Check out: Media coverage featuring Christoph Trappe
Know your news angles
Journalists look for newsworthy angles, which is at their discretion and current definition. Often that means they are looking for something new to report. To make that more complicated, they also are looking what else is going on. So one newsworthy event today might not be newsworthy tomorrow when there are other things going on.
But nonetheless, be read to talk to media when they are ready to talk to you. Some journalists make this easy for you and simply ask: “Explain to me how this is new.” Then explain without superlatives. Sometimes there’s not much news value, but other times there is. Try to find your authentic brand story that works in that instance.
What’s newsworthy also evolves. Back in the day, news media covered when companies launched a new website, now responsive. Today, that’s not news anymore, but it was 10 years ago in some industries. Today, it’s news when your website isn’t responsive. Keep the current news cycles and interests in mind when you talk to the media.
Keep these things in mind when you pitch and talk to the media:
- Be the expert by showing your expertise through the content you share
- Make sure the media knows what you know and what you can talk about (I’ve gotten interview requests through this blog, by the way!)

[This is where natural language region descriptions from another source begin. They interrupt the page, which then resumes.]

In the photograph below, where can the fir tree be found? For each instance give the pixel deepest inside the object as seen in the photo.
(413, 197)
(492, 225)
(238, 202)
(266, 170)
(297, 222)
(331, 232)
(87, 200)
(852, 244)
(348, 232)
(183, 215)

- When they need you to talk about that, be ready and talk about it – on their schedule
- Have people available.
I actually have attended conferences where companies pay so much money to display whatever it is they are displaying and then don’t want to be featured by the media. My favorite response for an on-camera interview request once was: “Send us the questions and we will get back to you in three days.” Please, just be ready!
Also, understand what kind of data you can offer journalists. Amanda Milligan works at Stacker.com, a company that creates data-driven journalism for brands and she joined me on the podcast to discuss the topic at length.
Is there a danger of misquotes?
We hear the stories of media misquoting, taking stuff out of context – usually not on purpose – and sometimes journalists get it wrong. They are human, too.
This is also why I’m a big fan of livestreamed interviews. It’s near impossible to be taken out of context or misquoted when the whole conversation is streamed live.
Nonetheless, if you want earned media – meaning a reporter covers you – things can happen. If you want final say on every little detail, that’s what advertising is for. Buy an ad or sponsored content.
Great way to talk to the media at conferences
But, not everyone gets talking to the media wrong. Many companies are also ready when the media is ready to talk to them. Here are some examples from the Neocon conference I attended in 2018 as a B2B journalist.
An editorial team, I worked with was on the hunt for products to share and was looking for other stories and trends from a conference.
I did a couple of high-level trend podcasts myself that ended up on the magazine’s website:
- How furniture now has outlets so we can stay connected
- The sound of acoustics
- One on moss
— interiors+sources (@InteriorsSource) June 12, 2018
Everyone was ready to go and share their stories. Very much appreciated and insightful.
Some other examples included on-the spot videos:
This video is of a table that becomes a board to write on. That looked highly innovative to me in person but doesn’t come across in a picture. They lifted the table as many times as I wanted to get the video I wanted for the web. Another great example of being ready for media coverage.
Public relations training
Practice makes perfect but certainly there’s a certain danger to practice publicly in actual news interviews. Usually, I’ve found that being authentic is key to success, but can you can also hire PR trainers like Brad Phillips, who shares some tips in the episode below.
Monitor reporter/writer request for quotes
You can use websites or even Twitter to monitor request for expertise in specific areas. I use two regularly to keep an eye on what quotes are being requested.
What about relationships?
Relationships matter. It’s good when journalists know you and trust you (as much as that’s a thing in journalism). And there are ways to build relationships offline and in the digital age. But do keep in mind that at the end of the day journalists are trying to share stories. So if a relationship can’t help them with that, will the relationship last?
I’ve been on all sides of PR and with mounting pressures, I know PR professionals want to reach their goals – which ultimately is to get coverage. The more that can be aligned with what journalists need, the more beneficial it can be for all involved.
Be the expert you are, share information freely and when a reporter comes calling be ready and available. And make it easy on the journalist to work with you!